Seçimin hemen ardından dokuz yöneticinin yedisi değiştirildi. Maliyetleri düşürerek son beş yılda ilk kez denk bir bütçeye ulaşmak mümkündü farklı bir stratejide karar kılındı. Takıma acil yatırım yapılıp başarı sağlanacak ve gelirler arttırılacak, aynı zamanda giderler de kontrol altına alınacaktı.
Kulübün borçlarını orta vadede yönetilebilir kılmak için finans kuruluşları ile toplam 150 milyon borç alabilme imkanı veren bir dizi anlaşma imzalandı. Üye sayısını arttırmak adına El Grand Repte kampanyası başlatıldı, üyelik tüm dünyaya açıldı ve ilk yıl 25 bin üye kaydedildi.

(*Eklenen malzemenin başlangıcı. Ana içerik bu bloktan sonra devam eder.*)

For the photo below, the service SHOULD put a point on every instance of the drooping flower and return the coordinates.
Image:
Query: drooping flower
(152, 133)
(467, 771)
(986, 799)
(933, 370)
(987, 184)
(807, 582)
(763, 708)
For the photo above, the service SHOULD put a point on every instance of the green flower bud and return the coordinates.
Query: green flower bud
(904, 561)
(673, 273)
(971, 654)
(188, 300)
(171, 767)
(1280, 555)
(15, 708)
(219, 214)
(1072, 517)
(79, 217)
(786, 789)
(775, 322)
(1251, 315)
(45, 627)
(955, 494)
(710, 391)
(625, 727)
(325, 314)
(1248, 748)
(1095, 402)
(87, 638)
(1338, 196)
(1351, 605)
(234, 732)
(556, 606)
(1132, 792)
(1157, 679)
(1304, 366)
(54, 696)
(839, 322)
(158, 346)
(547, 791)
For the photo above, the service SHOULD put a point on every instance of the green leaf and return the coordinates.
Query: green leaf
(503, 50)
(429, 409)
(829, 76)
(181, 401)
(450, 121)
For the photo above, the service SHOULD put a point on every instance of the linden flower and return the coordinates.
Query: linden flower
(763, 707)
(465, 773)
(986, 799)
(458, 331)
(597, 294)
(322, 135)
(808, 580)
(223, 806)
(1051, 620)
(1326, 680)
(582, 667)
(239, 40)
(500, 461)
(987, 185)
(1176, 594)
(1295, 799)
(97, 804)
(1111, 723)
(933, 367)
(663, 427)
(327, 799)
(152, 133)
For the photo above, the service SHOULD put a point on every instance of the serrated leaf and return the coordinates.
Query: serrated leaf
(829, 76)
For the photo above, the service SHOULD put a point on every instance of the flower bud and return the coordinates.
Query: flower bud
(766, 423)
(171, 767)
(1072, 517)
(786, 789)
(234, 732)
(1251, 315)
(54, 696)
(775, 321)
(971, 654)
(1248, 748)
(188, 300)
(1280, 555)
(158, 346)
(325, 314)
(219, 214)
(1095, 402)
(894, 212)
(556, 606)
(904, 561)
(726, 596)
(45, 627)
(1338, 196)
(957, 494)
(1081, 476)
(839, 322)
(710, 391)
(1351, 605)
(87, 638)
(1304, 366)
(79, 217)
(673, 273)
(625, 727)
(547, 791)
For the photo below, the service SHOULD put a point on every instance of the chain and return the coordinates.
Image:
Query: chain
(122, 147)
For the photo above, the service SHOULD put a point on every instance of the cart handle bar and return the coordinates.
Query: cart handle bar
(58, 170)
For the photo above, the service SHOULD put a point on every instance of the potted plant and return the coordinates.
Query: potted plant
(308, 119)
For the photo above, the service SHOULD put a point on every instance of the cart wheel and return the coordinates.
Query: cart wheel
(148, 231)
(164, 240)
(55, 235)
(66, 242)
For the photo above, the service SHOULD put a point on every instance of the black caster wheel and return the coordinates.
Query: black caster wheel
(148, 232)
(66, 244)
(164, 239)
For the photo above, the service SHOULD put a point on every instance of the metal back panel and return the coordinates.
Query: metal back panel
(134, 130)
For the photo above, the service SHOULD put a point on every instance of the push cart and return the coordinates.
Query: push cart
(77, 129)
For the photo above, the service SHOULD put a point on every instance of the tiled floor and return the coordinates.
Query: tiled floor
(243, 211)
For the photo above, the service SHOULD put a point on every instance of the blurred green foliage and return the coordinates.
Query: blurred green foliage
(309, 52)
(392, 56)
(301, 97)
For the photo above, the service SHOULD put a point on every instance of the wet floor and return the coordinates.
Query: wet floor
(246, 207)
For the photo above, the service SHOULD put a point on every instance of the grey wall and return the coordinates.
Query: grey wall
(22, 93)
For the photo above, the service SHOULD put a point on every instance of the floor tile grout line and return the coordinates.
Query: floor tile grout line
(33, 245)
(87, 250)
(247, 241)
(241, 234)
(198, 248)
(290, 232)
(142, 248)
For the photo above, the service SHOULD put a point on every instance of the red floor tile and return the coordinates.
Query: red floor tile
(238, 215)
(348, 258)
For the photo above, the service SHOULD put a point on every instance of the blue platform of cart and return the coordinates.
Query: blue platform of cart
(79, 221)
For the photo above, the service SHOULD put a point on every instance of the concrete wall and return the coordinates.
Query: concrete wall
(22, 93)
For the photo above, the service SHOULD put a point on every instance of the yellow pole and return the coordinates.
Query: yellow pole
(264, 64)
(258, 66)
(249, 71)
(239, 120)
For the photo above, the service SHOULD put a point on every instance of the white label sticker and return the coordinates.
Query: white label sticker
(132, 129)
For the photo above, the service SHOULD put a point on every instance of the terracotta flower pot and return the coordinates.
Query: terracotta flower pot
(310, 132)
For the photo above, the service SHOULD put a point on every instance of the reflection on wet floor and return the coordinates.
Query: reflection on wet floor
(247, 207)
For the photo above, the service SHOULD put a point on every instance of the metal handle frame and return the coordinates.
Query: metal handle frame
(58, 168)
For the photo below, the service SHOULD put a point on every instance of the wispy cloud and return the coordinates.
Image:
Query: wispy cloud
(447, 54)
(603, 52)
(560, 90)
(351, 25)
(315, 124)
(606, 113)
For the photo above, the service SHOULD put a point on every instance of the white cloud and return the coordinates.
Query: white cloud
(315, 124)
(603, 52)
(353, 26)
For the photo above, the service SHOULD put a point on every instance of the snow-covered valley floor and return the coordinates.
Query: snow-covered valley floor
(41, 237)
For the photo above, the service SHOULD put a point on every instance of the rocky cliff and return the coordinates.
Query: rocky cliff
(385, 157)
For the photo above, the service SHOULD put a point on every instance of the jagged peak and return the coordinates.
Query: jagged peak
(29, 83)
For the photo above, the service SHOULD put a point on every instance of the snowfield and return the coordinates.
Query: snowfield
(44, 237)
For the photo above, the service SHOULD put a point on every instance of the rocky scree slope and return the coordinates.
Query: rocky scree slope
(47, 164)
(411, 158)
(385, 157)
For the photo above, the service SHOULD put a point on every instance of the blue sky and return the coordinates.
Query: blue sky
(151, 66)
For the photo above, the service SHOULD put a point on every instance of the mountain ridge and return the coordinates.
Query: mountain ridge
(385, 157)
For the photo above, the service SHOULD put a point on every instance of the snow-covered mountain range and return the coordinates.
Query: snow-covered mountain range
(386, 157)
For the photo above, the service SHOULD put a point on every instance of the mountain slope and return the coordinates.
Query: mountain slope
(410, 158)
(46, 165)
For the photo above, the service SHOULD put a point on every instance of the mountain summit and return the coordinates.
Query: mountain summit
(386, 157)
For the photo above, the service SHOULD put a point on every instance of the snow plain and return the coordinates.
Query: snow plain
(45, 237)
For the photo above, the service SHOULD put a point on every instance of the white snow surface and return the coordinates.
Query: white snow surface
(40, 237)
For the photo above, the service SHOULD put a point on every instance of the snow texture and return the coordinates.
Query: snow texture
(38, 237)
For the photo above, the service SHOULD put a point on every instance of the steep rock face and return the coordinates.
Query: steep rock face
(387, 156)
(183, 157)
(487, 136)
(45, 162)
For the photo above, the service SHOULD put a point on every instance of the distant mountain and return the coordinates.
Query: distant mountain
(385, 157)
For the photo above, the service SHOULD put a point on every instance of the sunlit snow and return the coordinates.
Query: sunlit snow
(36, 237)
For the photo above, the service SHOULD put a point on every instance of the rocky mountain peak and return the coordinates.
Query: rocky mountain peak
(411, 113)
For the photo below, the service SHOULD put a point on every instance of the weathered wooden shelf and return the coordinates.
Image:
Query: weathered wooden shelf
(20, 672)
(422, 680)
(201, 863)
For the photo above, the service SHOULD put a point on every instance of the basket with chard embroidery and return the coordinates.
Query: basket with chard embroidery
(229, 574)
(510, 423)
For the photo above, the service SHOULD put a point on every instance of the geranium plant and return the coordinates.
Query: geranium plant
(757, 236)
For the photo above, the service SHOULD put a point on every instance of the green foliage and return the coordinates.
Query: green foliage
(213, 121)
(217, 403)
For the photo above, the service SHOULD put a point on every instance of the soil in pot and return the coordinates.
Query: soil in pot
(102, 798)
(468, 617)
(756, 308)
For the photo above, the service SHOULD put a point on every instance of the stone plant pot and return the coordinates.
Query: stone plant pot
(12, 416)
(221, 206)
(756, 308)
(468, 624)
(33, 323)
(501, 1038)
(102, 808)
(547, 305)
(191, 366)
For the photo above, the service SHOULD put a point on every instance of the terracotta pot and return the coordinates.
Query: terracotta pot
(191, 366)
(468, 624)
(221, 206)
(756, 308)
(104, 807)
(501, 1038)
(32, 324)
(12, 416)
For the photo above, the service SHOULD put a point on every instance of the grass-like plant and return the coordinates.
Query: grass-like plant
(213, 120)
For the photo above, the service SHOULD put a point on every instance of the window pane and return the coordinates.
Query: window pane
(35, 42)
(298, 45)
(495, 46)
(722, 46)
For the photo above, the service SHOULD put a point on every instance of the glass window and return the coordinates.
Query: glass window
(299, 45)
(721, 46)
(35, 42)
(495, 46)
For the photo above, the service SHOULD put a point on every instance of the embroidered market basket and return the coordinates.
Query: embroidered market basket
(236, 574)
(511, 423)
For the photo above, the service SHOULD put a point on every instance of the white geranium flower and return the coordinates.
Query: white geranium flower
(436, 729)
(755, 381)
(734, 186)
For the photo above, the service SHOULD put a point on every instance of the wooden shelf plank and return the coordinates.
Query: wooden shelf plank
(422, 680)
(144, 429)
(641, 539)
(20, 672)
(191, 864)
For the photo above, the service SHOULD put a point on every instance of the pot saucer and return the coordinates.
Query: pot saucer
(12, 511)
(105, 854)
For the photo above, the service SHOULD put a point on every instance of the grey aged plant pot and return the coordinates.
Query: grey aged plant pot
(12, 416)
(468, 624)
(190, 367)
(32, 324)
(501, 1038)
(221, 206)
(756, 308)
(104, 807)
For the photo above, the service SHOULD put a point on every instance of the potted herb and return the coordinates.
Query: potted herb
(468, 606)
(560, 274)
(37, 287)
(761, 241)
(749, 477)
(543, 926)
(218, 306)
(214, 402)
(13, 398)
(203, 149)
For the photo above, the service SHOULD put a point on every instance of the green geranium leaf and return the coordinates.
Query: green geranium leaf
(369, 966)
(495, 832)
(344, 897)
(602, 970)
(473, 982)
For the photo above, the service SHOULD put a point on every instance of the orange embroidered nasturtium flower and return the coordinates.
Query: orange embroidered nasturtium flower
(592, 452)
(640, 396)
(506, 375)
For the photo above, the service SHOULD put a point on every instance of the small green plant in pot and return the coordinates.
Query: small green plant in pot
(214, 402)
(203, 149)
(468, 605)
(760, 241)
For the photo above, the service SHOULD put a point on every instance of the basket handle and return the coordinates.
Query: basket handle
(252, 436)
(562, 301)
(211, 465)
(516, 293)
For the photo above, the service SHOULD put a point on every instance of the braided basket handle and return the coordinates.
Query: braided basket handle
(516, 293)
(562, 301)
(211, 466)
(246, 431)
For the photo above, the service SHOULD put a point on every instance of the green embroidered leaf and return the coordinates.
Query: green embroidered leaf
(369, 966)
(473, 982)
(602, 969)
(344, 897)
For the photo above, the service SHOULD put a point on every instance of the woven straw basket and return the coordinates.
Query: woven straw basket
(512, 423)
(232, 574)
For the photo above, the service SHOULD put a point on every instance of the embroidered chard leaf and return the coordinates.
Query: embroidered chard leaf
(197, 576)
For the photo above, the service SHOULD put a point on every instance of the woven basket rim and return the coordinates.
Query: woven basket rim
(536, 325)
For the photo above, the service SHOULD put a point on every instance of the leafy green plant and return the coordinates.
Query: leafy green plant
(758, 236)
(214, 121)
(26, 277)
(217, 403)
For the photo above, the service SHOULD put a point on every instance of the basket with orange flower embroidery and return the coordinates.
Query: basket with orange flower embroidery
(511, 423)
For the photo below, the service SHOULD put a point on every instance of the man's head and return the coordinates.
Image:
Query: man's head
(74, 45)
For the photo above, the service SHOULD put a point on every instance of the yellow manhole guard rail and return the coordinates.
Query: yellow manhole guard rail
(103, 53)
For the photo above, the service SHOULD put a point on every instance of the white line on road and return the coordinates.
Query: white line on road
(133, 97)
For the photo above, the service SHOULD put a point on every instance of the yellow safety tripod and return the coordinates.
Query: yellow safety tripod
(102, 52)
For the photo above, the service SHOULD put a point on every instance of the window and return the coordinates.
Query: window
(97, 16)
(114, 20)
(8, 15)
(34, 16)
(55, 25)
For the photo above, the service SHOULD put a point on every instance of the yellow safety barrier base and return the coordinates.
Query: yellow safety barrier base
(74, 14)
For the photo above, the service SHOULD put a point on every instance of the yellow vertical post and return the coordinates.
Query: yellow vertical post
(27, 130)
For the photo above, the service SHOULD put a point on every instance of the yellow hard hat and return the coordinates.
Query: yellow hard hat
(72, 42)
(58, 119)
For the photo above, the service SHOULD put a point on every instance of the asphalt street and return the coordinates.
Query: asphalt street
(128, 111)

Bilet fiyatları yeniden düzenlendi. Yurt dışındaki taraftarlar için sezonluk "bilet+otel" paketi oluşturuldu. 3,6 ve 12 maçlık özel kombineler yaratıldı. Kombine sahiplerinin gelemeyecekleri maçlarda yerlerinin yeniden satışını sağlayan bir sistem kuruldu. 2005’te üye sayısında 163 bine, kombine satışında 85 bine ulaşıldı. Camp Nou, toplantı ve konferanslar için bir merkez olarak düzenlenip pazarlanırken stadyum ve müze turlarından elde edilen gelirler de büyük artış gösterdi. 2004/05 sezonunda yüksek fiyatlı 36 özel loca oluşturuldu ve bu localar ilk sezonundan beri yok satıyor. Ticari gelirleri Avrupa dışında da arttırabilmek içinse özel bir ekip kuruldu.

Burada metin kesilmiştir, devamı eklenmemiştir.